Andy Miller was transported to Upstate University Hospital sustaining back injuries; Anna Miller, however, succumbed to a severe head injury after her transportation. At the owner's request, the severely injured horses were euthanized.
Forbes said another accident occurred in November in Pualski, though "fortunately nobody was seriously injured," he said.
The county should address this with a public awareness campaign, Forbes said, and by following the lead from counties that responded to similar challenges with laws requiring reflective, or even illuminated, markers on wagons. Ohio motorists are typically reminded that they share the road with horse-drawn buggies, for example.
"They're all over, and they're getting more and more," Forbes said before adding the Millers were visiting a potential agricultural buy in the town of Mexico before the incident. "We've had some injuries from passengers but this last one was the first fatality. I think we as a county need to look at a law that allows them to have better reflective devices, similar to slow moving farm vehicles."
Oswego County Traffic Safety Board Chairman Robert Lighthall said motorists traveling at high sped have some idea of their closing proximity to a stationary object on the road. But if the same object is moving, "your mind does not have concept of your closing speed," he said.
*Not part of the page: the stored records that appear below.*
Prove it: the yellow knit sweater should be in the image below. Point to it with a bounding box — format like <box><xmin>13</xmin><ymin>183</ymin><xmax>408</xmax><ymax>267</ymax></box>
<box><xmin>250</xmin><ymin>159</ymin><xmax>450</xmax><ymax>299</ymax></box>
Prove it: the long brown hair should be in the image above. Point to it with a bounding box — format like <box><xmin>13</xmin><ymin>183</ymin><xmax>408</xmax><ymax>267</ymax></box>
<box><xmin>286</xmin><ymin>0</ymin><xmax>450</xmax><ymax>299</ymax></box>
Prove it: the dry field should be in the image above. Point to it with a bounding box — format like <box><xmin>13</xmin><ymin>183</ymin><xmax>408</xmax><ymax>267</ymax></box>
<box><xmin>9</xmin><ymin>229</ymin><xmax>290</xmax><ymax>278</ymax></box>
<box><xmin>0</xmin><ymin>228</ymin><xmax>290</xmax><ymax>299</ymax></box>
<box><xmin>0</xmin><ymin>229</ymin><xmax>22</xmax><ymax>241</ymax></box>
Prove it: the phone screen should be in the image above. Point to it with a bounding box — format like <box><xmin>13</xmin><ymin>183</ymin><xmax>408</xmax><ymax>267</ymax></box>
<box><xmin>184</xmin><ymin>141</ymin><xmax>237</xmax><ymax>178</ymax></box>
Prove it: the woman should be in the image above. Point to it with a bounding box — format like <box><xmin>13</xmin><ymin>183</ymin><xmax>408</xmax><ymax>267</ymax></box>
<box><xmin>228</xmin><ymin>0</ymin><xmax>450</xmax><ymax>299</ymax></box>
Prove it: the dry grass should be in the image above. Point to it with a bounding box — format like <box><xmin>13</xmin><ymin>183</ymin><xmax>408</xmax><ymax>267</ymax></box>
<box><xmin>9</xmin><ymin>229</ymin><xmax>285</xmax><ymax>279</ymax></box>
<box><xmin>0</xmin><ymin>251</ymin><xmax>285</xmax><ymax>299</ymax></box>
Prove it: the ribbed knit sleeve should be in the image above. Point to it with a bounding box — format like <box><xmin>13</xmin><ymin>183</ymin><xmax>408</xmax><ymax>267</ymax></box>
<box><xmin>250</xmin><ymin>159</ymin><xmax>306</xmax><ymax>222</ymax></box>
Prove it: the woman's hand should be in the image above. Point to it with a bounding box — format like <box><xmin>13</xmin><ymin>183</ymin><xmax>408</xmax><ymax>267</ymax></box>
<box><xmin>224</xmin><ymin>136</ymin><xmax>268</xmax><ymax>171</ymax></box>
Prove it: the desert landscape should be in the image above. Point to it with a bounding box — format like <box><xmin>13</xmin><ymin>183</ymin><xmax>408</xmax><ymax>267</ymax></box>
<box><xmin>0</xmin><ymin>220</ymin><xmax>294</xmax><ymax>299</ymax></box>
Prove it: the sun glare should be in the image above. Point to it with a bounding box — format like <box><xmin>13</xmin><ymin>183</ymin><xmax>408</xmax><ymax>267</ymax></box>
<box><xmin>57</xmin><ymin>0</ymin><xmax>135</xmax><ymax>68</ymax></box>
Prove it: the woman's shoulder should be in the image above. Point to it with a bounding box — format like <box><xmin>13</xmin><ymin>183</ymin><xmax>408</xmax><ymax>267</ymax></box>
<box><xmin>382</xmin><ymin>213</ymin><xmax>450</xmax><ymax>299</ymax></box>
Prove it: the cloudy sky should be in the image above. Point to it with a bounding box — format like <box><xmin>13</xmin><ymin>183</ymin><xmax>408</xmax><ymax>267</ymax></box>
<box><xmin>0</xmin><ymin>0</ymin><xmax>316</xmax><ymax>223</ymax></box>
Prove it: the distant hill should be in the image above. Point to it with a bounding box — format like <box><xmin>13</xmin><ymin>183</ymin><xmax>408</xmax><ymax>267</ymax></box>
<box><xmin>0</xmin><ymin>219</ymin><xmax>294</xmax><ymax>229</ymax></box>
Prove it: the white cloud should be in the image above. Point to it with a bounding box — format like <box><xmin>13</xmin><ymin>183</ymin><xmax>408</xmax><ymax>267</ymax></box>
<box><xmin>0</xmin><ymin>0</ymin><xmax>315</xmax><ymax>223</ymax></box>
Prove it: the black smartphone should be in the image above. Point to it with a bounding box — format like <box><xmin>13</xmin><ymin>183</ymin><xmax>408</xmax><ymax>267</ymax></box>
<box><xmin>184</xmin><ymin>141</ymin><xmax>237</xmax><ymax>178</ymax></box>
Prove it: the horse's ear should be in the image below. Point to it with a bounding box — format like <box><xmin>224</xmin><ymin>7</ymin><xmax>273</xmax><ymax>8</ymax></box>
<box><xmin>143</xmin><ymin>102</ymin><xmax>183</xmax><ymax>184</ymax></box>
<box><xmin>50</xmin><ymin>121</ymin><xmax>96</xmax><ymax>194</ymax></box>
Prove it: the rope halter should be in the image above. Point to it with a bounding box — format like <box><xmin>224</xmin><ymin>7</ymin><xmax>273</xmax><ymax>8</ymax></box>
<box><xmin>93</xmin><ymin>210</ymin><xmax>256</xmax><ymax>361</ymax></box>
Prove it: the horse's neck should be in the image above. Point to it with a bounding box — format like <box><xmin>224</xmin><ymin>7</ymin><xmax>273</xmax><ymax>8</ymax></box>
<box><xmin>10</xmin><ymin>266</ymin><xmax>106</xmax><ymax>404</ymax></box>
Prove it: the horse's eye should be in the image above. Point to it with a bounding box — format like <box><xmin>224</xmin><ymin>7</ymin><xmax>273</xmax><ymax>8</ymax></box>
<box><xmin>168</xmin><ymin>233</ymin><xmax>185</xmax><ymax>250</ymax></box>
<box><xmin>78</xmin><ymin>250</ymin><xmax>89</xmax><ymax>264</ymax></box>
Light hall said the county Traffic Safety Board is organizing a training seminar to be taught in Pulaski by Yates County Sheriff Ron Spike, who Lighthall called a regional expert in wagon-chicle traffic safety.
"You need the public there," Lighthall said. "We need both aspects to understand their concerns."
Another safety hazard connected to horse-drawn travel that Forbes seeks to address with county officials is the case horses leave behind when traveling on the road.
"That's a big problem," he said. "If you talk to motorcycle riders, that's dangerous."